Central and South America are still having a surge. Mexico, Ecuador, Chile and Peru are all in trouble, in particular

Spam reported.

Welcome to the community, umerghani25!

Last week in July, if this weekend brings out sufficient idiots who ignore safe practices.

About G.D. time!

So this from the CNN website:

New form of coronavirus spreads faster, but doesn’t make people sicker, new study says

A global study has found clear evidence that a new form of the coronavirus has spread from Europe to the US. The new mutation makes the virus more infectious but does not seem to make people any sicker, an international team of researchers reported Thursday.

The mutation affects the spike protein — the structure the virus uses to get into the cells it infects. Now the researchers are checking to see if this affects whether the virus can be controlled by a vaccine. Current vaccines being tested mostly target the spike protein.

The study, published in the journal Cell, confirms earlier work suggesting the mutation had made the new variant of virus more common. The researchers call the new mutation G614, and they show that it has almost completely replaced the first version to spread in Europe and the US, one called D614.

Questions: how does one virus variant “replace” another? Eat it? OK, kidding, but I am confused about the replacing bit.

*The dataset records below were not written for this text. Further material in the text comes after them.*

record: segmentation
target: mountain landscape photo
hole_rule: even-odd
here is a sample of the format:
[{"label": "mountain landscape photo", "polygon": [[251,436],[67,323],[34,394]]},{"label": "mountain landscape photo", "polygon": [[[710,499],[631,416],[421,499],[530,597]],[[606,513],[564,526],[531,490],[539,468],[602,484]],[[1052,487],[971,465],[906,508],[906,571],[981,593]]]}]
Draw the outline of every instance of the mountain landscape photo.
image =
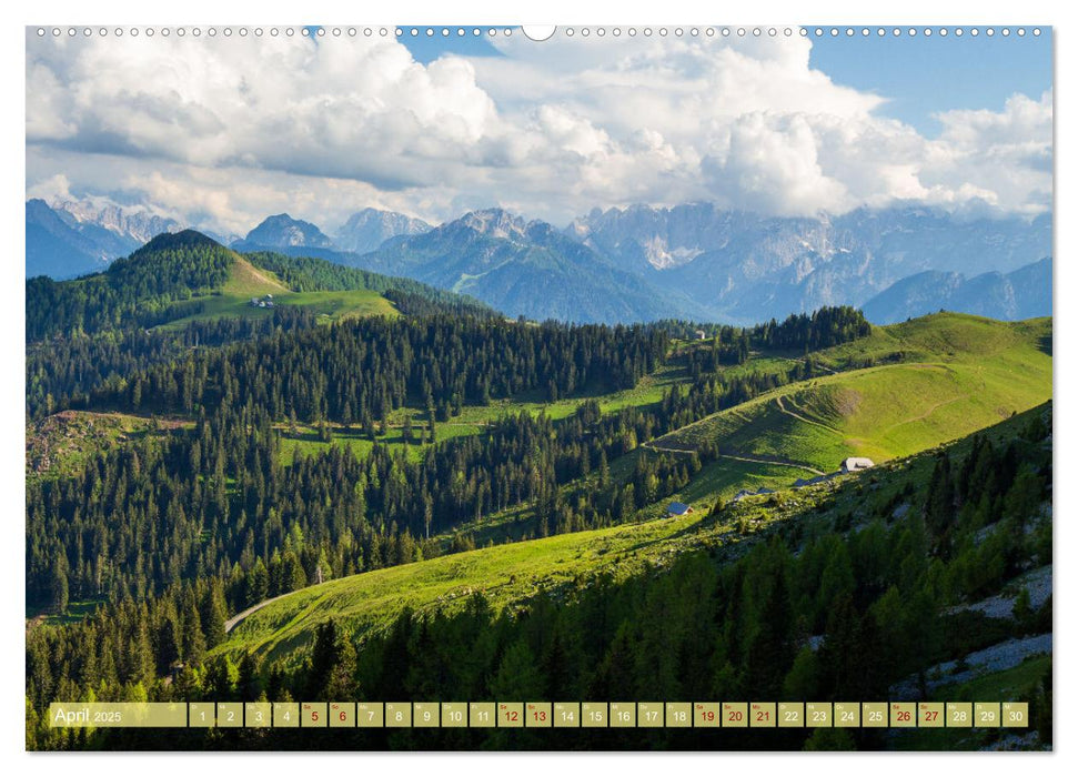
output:
[{"label": "mountain landscape photo", "polygon": [[313,29],[28,28],[28,750],[1054,748],[1050,34]]}]

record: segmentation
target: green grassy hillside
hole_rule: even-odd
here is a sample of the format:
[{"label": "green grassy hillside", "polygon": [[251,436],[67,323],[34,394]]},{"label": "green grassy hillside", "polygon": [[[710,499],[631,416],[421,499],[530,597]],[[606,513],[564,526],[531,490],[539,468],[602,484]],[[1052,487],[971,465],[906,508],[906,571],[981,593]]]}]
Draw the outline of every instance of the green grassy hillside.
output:
[{"label": "green grassy hillside", "polygon": [[[994,440],[1010,438],[1025,428],[1032,414],[1044,412],[1044,406],[1038,406],[995,425],[987,434]],[[968,440],[963,440],[955,444],[955,452],[964,453],[968,445]],[[867,519],[889,514],[899,501],[926,487],[934,461],[934,454],[925,452],[796,493],[728,504],[716,516],[702,509],[677,518],[507,543],[330,581],[279,597],[253,612],[215,650],[233,655],[255,652],[288,659],[304,650],[315,628],[331,617],[362,635],[385,626],[404,607],[452,613],[476,592],[495,608],[512,607],[541,591],[558,598],[586,587],[598,575],[621,579],[667,566],[687,551],[712,548],[736,554],[746,542],[788,522],[798,522],[797,531],[804,534],[815,531],[813,526],[834,527],[836,516]],[[686,491],[706,494],[713,477],[705,468]],[[641,516],[657,512],[656,505],[642,511]]]},{"label": "green grassy hillside", "polygon": [[184,306],[193,306],[198,312],[170,321],[165,326],[178,329],[192,321],[209,319],[268,316],[273,309],[251,304],[252,299],[264,300],[266,294],[272,295],[276,306],[306,307],[326,322],[364,315],[399,314],[392,302],[369,289],[293,292],[274,273],[256,268],[245,258],[235,254],[224,285],[211,294],[182,303]]},{"label": "green grassy hillside", "polygon": [[658,450],[718,443],[733,455],[834,471],[969,434],[1051,396],[1050,320],[1005,323],[943,313],[875,330],[822,354],[835,363],[901,357],[783,386],[656,440]]}]

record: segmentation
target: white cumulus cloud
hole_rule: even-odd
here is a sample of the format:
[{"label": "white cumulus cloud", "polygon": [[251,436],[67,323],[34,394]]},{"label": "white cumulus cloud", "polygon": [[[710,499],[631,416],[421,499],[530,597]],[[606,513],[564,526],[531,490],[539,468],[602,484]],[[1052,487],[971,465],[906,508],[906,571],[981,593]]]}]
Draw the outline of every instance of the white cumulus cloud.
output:
[{"label": "white cumulus cloud", "polygon": [[495,44],[422,64],[392,38],[29,34],[28,195],[108,194],[230,232],[281,211],[332,230],[369,205],[557,223],[696,200],[1050,206],[1050,92],[940,113],[926,138],[813,69],[799,37]]}]

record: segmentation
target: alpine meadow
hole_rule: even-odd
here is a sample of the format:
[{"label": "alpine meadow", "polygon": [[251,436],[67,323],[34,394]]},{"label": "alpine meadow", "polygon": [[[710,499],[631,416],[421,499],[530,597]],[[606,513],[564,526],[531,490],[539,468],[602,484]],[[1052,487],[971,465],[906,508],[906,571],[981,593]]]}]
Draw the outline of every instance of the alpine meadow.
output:
[{"label": "alpine meadow", "polygon": [[28,750],[1052,749],[1050,30],[210,29],[27,29]]}]

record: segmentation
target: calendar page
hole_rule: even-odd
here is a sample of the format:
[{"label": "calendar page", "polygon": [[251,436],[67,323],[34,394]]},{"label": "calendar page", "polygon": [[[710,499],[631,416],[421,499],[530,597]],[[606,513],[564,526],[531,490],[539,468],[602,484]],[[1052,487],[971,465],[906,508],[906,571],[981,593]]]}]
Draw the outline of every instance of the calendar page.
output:
[{"label": "calendar page", "polygon": [[795,21],[27,27],[27,749],[1051,750],[1052,28]]}]

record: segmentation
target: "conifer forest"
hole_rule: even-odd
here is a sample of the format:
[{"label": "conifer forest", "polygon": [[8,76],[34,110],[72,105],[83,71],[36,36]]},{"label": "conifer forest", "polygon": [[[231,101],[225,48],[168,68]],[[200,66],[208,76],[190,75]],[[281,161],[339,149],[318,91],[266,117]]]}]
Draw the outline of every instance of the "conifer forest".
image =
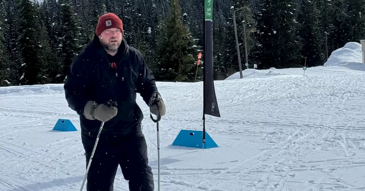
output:
[{"label": "conifer forest", "polygon": [[[0,0],[0,86],[64,83],[73,58],[93,39],[99,17],[110,12],[122,20],[127,43],[158,80],[201,81],[204,3]],[[234,10],[243,69],[322,65],[334,50],[365,39],[365,0],[213,3],[215,80],[238,71]]]}]

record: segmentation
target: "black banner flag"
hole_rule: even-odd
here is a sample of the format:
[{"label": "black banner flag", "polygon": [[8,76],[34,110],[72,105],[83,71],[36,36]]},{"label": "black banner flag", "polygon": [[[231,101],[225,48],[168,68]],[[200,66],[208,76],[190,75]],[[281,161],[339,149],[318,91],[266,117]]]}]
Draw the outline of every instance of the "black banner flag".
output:
[{"label": "black banner flag", "polygon": [[204,114],[220,117],[215,95],[213,69],[213,0],[205,0],[203,97]]}]

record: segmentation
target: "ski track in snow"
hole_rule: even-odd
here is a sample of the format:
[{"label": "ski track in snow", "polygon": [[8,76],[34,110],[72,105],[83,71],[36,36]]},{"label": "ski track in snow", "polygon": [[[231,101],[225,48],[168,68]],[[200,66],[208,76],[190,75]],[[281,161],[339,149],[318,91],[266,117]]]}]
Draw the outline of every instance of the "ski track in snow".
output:
[{"label": "ski track in snow", "polygon": [[[180,130],[202,130],[202,83],[158,82],[162,190],[365,190],[365,72],[277,70],[292,75],[215,82],[221,117],[205,124],[219,147],[204,150],[171,145]],[[0,190],[80,189],[80,131],[52,130],[60,118],[80,129],[62,85],[0,89]],[[156,124],[138,99],[157,190]],[[120,169],[114,186],[128,190]]]}]

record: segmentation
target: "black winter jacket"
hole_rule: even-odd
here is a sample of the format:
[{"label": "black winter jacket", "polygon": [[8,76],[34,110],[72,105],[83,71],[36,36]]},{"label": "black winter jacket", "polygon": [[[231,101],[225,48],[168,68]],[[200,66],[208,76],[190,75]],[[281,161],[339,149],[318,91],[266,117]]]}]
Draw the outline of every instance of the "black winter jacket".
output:
[{"label": "black winter jacket", "polygon": [[155,79],[141,53],[128,46],[124,38],[116,56],[118,61],[115,69],[95,35],[70,65],[64,86],[66,99],[69,107],[80,115],[84,134],[96,135],[101,124],[84,116],[84,108],[88,101],[98,104],[111,99],[116,101],[117,116],[105,123],[103,133],[123,135],[139,126],[143,118],[136,103],[136,93],[140,93],[148,104],[152,94],[158,93]]}]

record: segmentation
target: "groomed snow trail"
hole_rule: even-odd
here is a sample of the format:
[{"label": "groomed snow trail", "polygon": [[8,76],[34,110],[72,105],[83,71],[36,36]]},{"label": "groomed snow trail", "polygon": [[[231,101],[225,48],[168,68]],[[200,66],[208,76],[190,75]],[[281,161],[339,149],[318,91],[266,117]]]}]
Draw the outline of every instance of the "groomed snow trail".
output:
[{"label": "groomed snow trail", "polygon": [[[158,83],[166,105],[161,190],[365,190],[365,72],[260,72],[268,75],[215,82],[221,117],[206,116],[206,127],[219,147],[204,150],[171,145],[181,129],[202,130],[202,83]],[[156,124],[138,102],[157,190]],[[63,84],[1,87],[0,105],[0,190],[78,190],[86,167],[80,132],[52,130],[60,118],[80,129]],[[114,186],[128,190],[120,169]]]}]

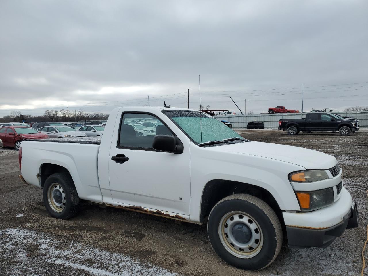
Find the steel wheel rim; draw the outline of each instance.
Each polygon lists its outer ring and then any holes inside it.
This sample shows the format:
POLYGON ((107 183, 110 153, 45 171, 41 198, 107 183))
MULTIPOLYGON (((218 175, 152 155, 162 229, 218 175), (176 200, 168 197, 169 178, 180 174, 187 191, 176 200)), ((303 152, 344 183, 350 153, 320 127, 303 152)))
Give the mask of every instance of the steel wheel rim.
POLYGON ((66 203, 65 193, 63 187, 59 183, 53 183, 47 190, 49 205, 53 211, 56 213, 63 212, 66 203))
POLYGON ((341 130, 341 133, 343 134, 347 134, 349 133, 349 131, 347 129, 347 128, 346 127, 343 127, 341 130))
POLYGON ((263 234, 258 222, 244 212, 235 211, 225 215, 219 224, 219 236, 223 246, 231 255, 241 259, 249 259, 261 252, 263 245, 263 234), (251 233, 247 242, 237 240, 233 229, 239 224, 247 227, 251 233))

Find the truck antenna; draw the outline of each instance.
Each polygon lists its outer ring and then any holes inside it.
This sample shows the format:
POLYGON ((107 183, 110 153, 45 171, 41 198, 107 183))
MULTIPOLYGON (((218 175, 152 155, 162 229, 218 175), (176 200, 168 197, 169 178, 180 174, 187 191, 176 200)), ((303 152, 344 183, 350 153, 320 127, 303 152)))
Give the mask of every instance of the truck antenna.
POLYGON ((202 105, 201 105, 201 75, 199 75, 199 121, 201 124, 201 144, 202 143, 202 113, 201 110, 201 107, 202 105))

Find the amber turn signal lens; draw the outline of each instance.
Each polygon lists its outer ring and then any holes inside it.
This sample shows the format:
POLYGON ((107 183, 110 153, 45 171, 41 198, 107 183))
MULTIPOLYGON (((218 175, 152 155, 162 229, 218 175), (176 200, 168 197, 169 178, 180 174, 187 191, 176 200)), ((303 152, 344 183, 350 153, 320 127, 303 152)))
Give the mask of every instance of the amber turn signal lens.
POLYGON ((300 206, 303 209, 309 209, 309 204, 310 202, 309 194, 297 192, 297 196, 298 197, 300 206))
POLYGON ((291 175, 291 181, 305 182, 305 176, 304 172, 302 171, 292 174, 291 175))

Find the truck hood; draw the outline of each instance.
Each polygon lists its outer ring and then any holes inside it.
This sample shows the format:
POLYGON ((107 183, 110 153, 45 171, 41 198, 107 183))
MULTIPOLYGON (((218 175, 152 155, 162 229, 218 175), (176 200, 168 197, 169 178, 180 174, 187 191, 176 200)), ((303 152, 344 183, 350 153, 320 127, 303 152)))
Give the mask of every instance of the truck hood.
POLYGON ((304 167, 307 169, 328 169, 337 163, 335 157, 323 152, 270 143, 252 141, 212 148, 215 150, 274 159, 304 167))

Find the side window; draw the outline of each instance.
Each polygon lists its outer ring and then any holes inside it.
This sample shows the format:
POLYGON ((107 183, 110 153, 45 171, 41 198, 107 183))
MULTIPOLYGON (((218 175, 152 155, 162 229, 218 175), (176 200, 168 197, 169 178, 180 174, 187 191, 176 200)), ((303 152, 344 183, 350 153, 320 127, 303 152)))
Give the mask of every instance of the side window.
POLYGON ((121 120, 118 145, 124 148, 152 149, 155 135, 173 135, 163 124, 156 127, 148 128, 133 123, 137 121, 152 121, 153 119, 158 120, 155 116, 148 114, 124 113, 121 120))
POLYGON ((328 114, 321 114, 321 120, 325 121, 332 121, 332 117, 328 114))
POLYGON ((308 114, 308 120, 318 120, 319 114, 308 114))

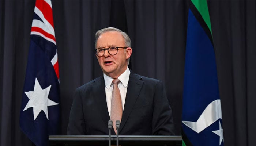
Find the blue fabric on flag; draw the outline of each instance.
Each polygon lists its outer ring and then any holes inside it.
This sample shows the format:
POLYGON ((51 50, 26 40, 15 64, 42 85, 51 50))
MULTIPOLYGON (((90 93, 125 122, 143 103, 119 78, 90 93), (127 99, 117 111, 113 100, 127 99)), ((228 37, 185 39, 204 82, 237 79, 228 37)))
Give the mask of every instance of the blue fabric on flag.
MULTIPOLYGON (((34 19, 37 19, 38 18, 35 14, 34 19)), ((37 146, 49 145, 49 135, 57 135, 59 131, 59 82, 51 62, 52 59, 56 54, 56 49, 54 44, 42 37, 36 35, 31 35, 22 94, 20 125, 22 131, 37 146), (33 107, 24 110, 30 100, 25 92, 34 90, 36 78, 42 89, 51 85, 47 97, 58 104, 47 107, 48 119, 43 110, 40 112, 35 120, 33 107)))
MULTIPOLYGON (((219 94, 212 44, 190 9, 188 23, 182 121, 196 122, 219 94)), ((221 118, 199 133, 183 123, 182 128, 193 146, 219 146, 220 137, 212 132, 219 129, 219 122, 221 118)))

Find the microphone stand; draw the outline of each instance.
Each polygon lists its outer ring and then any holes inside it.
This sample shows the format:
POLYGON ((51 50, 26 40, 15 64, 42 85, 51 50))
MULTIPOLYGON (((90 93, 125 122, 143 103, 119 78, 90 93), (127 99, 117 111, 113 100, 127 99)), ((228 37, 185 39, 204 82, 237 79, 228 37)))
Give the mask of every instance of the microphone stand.
POLYGON ((108 125, 109 128, 109 146, 111 146, 111 128, 113 122, 111 120, 109 120, 108 125))
POLYGON ((120 127, 120 121, 117 120, 116 121, 116 146, 119 146, 119 127, 120 127))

Also confused about this part:

This could be good news, said Lawrence Young, a professor of medical oncology at the UK’s University of Warwick, who was not involved in the study. “The current work suggests that while the G614 variant may be more infectious, it is not more pathogenic. There is a hope that as SARS-CoV-2 infection spreads, the virus might become less pathogenic[.]"

How does spread cause a virus to become less pathogenic? And does this variant, just as dangerous as the original, reenforce that hope?

Virus strain B replaces Virus Strain A by being more effectively communicable. This could be from how it generates symptoms - makes people sneeze a bit more frequently - or feel less sick, so more likely to feel fine and go out into crowds, or last 1% longer when it sits on door-knobs.

Do that a million times a day and the relative improvement in transmissibiity will soon result in B spreading to more new cases than A.

Understood. But if I am infected with B, then am I ‘immune’ from being infected with A?